Но Ян не из тех, кому нужно повторять, поэтому, за раз сгрузив препараты на тумбу с моей стороны, он ложится на другой край кровати. Скривившись от резкой, но уже не режущей боли я осторожно переворачиваюсь лицом к нему.
Лежим. Ян, положив голову на локоть, смотрит на меня. Я, сложив под щекой ладони, на него. И никто из нас не чувствует ни неловкости, ни желания. Я так точно, хотя мои реакции заметно притуплены лекарствами и всем остальным.
– Давай в больницу? – не выдерживает он.
– Я недавно оттуда, до утра могу и потерпеть. – Улыбка получается спокойная, словно меня ничего не беспокоит.
С другой стороны, так и есть. Во мне зреет иррациональное, ничем не обусловленное, чувство безопасности. Я просто знаю, что рядом с ним мне разве что метеорит на голову рухнет, потому что всё остальное Ян решит, разрулит и организует. Очень странное ощущение. Почти как с Киром, но там полюс восприятия обычно другой, а здесь…
Здесь Ян смотрит на меня и легко улыбается, хотя веселья во взгляде нет.
– Ты на меня так смотришь…
– Как? – Я бы тоже легла на локоть, но, пока не подействует обезболивающее, приходится быть паинькой.
– Как будто первый раз видишь. – Ян тянется и аккуратно откидывает за спину мои волосы.
Случайное касание прохладных пальцев по щеке заставляет меня замереть, с трудом сдерживаясь, чтобы не прикрыть глаза. От удовольствия? Ничего не понимаю. Откуда во мне вылезло всё это? Да, когда-то я любила Яна, но это было семь лет и много мужчин назад. В числе которых был и Андрей, заставивший поверить в свою безграничную любовь.
– Я…
– Ян! А я везде тебя ищу!.. – Резко распахнувшая дверь, Аня спотыкается взглядом о меня и меняется в лице. – Извините, я не думала… Я… – не придумав ничего лучше, она захлопывает дверь под наши одинаково изумлённые взгляды.
– Сходи к ней, спроси что случилось. – Отвратительные слова, но я чувствую, что правильные. Может, хоть ему повезет, и Аня окажется той самой…
– Разберутся без меня, – упрямо дёргает он подбородком.
– А если что-то срочное? Начальник ты или кто! – фыркаю я. – И, вообще, ты в ответе за тех, кого обидели.
– Срочное здесь? – подняв бровь, показательно обводит спальню он. – Не смеши.

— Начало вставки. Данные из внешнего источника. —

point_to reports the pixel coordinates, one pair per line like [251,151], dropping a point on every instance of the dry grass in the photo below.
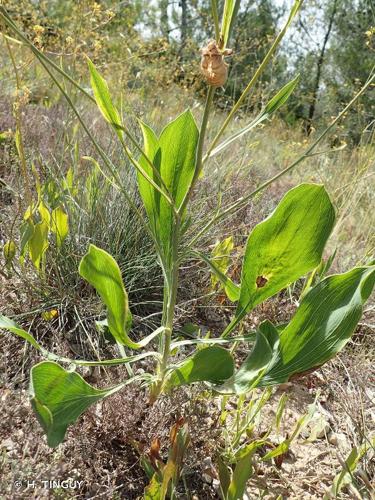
[100,449]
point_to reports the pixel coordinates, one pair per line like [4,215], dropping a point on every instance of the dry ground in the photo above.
[102,449]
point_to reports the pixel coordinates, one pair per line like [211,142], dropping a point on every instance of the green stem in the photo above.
[256,76]
[199,157]
[171,275]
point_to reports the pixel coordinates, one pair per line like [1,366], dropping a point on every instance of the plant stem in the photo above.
[172,272]
[17,114]
[199,156]
[257,74]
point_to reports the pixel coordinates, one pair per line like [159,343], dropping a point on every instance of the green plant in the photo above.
[286,246]
[164,477]
[245,447]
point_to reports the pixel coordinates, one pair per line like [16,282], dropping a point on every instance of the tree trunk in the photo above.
[319,67]
[164,20]
[184,14]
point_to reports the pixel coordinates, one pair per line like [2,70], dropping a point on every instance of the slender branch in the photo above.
[256,76]
[241,202]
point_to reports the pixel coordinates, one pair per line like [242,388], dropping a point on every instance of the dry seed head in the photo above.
[213,66]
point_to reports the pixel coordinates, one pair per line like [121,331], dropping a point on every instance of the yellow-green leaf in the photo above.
[60,225]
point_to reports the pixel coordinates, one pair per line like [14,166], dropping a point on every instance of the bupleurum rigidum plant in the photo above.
[286,246]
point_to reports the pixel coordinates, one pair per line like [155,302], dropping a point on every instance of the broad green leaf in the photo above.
[345,477]
[44,213]
[150,197]
[285,246]
[212,364]
[26,233]
[173,156]
[59,397]
[255,365]
[229,14]
[60,225]
[322,325]
[102,272]
[103,99]
[9,252]
[241,475]
[275,103]
[38,243]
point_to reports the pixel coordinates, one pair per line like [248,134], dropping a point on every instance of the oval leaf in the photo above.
[173,156]
[102,272]
[322,325]
[285,246]
[212,364]
[59,397]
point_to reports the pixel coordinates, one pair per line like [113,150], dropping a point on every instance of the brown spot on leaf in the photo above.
[296,376]
[261,281]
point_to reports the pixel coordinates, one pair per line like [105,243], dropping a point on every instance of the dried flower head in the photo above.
[213,65]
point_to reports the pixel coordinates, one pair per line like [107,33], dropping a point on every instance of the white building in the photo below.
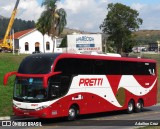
[31,40]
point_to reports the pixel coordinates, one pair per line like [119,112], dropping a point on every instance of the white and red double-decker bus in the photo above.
[58,85]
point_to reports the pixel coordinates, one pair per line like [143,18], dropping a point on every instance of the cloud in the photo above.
[27,9]
[85,15]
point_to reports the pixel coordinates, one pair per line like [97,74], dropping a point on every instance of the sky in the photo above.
[86,15]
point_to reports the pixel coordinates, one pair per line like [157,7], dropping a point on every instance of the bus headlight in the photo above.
[40,108]
[15,106]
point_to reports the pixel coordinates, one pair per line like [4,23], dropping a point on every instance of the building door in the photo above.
[37,46]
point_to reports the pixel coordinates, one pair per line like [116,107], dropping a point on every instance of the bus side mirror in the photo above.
[6,76]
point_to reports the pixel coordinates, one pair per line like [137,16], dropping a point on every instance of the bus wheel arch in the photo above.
[73,112]
[130,106]
[139,105]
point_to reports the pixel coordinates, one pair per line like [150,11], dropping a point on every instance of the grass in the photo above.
[9,62]
[150,127]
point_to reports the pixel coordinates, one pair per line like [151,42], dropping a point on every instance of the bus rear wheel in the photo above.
[139,106]
[130,107]
[72,113]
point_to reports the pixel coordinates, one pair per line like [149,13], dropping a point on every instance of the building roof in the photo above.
[20,34]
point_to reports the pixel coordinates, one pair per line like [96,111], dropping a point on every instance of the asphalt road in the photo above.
[109,120]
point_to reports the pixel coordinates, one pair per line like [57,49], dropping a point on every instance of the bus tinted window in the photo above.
[74,66]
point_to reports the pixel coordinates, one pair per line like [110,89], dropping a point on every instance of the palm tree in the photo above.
[40,25]
[52,20]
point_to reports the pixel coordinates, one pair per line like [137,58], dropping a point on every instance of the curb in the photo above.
[19,118]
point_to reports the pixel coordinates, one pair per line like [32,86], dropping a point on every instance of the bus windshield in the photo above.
[29,89]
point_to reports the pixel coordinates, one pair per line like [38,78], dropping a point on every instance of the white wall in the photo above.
[32,38]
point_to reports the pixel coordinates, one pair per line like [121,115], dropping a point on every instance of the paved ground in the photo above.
[111,120]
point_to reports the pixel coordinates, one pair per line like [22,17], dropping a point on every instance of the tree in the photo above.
[119,24]
[40,25]
[52,20]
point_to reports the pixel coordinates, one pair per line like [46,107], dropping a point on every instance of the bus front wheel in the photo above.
[72,113]
[130,107]
[139,106]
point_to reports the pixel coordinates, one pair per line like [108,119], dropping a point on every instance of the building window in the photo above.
[47,46]
[26,46]
[37,44]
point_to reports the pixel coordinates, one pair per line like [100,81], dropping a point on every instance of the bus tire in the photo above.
[72,113]
[139,106]
[130,107]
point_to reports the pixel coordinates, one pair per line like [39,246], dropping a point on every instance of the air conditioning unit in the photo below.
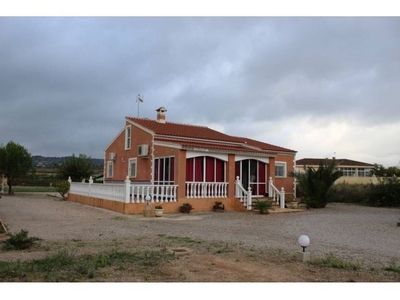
[143,150]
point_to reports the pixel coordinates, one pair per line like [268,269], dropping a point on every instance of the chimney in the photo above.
[161,114]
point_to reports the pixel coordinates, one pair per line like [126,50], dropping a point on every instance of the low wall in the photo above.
[199,204]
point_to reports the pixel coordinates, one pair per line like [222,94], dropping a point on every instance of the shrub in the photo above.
[20,241]
[315,184]
[350,193]
[62,187]
[384,194]
[262,206]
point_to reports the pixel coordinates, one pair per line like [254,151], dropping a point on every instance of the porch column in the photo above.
[230,175]
[181,174]
[271,173]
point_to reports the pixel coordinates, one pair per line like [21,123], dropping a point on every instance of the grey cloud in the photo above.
[74,79]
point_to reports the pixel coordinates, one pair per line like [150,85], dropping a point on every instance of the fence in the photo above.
[127,192]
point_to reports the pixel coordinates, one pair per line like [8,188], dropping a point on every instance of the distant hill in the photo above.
[52,162]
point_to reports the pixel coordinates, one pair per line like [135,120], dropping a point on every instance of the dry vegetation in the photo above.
[165,258]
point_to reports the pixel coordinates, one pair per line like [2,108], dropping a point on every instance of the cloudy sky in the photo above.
[322,86]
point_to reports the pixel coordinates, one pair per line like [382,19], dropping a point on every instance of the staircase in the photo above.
[268,199]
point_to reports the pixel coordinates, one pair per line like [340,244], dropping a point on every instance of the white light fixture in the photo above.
[304,241]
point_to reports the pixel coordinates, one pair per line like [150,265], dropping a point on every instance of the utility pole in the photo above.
[139,100]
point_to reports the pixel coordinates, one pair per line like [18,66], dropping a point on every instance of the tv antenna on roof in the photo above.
[139,100]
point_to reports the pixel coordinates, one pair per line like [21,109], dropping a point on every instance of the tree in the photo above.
[381,171]
[316,185]
[78,168]
[15,162]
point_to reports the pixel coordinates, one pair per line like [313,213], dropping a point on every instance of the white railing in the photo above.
[277,195]
[244,196]
[157,193]
[206,189]
[127,192]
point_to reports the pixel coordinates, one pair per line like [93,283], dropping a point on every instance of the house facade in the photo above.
[195,164]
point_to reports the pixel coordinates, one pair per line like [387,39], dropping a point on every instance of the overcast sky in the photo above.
[321,86]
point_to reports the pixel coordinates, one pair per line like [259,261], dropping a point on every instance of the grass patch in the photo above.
[186,240]
[31,189]
[19,241]
[67,267]
[332,261]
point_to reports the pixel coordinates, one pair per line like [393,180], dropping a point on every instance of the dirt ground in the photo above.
[196,259]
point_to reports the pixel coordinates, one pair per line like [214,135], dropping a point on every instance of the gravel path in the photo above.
[347,231]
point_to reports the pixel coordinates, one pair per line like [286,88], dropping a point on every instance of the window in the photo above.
[128,137]
[132,167]
[348,172]
[164,170]
[110,169]
[364,172]
[205,169]
[280,169]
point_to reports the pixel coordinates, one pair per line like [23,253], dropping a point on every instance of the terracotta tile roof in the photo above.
[343,162]
[169,129]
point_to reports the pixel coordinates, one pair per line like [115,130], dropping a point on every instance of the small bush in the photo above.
[20,241]
[62,187]
[186,208]
[262,206]
[384,194]
[350,193]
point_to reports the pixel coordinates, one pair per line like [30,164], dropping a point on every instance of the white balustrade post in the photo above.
[127,189]
[282,197]
[249,199]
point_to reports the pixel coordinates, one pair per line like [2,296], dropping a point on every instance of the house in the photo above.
[176,163]
[353,171]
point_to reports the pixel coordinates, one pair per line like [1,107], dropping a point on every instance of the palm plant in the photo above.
[316,185]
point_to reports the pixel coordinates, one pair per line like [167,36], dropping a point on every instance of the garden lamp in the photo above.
[304,241]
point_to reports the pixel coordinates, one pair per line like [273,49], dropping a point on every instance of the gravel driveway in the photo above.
[348,231]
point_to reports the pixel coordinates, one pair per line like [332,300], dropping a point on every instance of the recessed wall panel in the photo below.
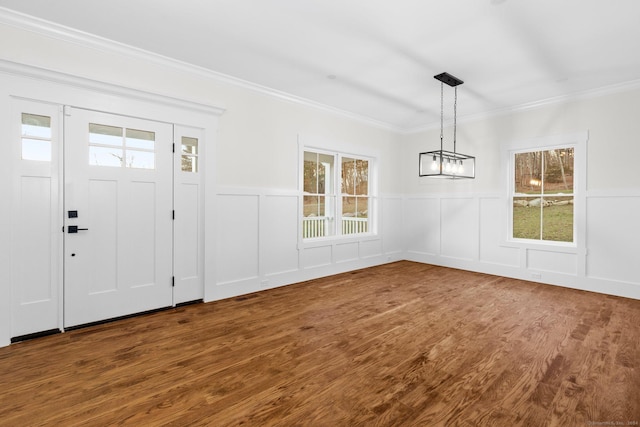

– Значит, сходи ради меня, если не хочешь ради своих коллег. – А вот эта самоубийственная настойчивость во мне откуда?
– Алиса… – недовольно качает головой Ян.
– Иди, Ян. Это твоя команда и приехали они сюда по твоей инициативе, – вздохнув, я добавляю: – И не для того, чтобы ты всю ночь играл в сиделку.
Здравствуй, старая я. Вот это вот «играл в сиделку» коробит даже меня, но я продолжаю улыбаться в ответ на мрачный взгляд и сжатые челюсти.
– Как скажешь.
Не произнеся больше ни слова, Ян садится на край кровати, чтобы надеть кроссовки, и также молча выходит, аккуратно прикрыв за собой дверь.
Дерзай, Анечка Минаева, я сделала всё, что могла.
Глава 41
Проснувшись в холодном поту, я резко сажусь в кровати. Сон, просто сон. Раньше кошмары были моими постоянными спутниками, поэтому вместо того, чтобы вспоминать, я прикрываю глаза и дышу на счёт. Кофта противно липнет к спине, но это меньшая из моих проблем.
– Выпей.
Вздрогнув, я только сейчас замечаю сидящего рядом Яна, судя по ночи за окном и неестественной тишине за дверью, тоже проснувшегося от моих кошмаров.
– Что это?
– Вода. – Стакан прислоняется холодной стенкой к моим губам и я делаю два глотка.
– Спасибо.
Глаза привыкают к темноте, и я вижу силуэт Яна, только справиться со спазмом, ледяной рукой сжавшим солнечное сплетение, всё равно не могу.
– Я думала, тебя нет, – продолжая глубоко дышать, я ложусь на правый бок, радуясь, что хотя бы боль ушла.
– А где я мог быть? – Его ладонь ложится на лоб, горячая, в отличие от меня. И судорога озноба проходит по всему моему телу.
Насколько некорректно будет, если я отвечу, что с Аней? При всех исходных данных, на её месте, этой ночью я бы его не отпустила. Даже если бы просто уснула на широком плече.
– Алиса?
– М? – отвлекаюсь я от своих мыслей. – Не знаю где, тебе виднее, – легко пожав плечами, я особо остро чувствую прилипшую к спине ткань.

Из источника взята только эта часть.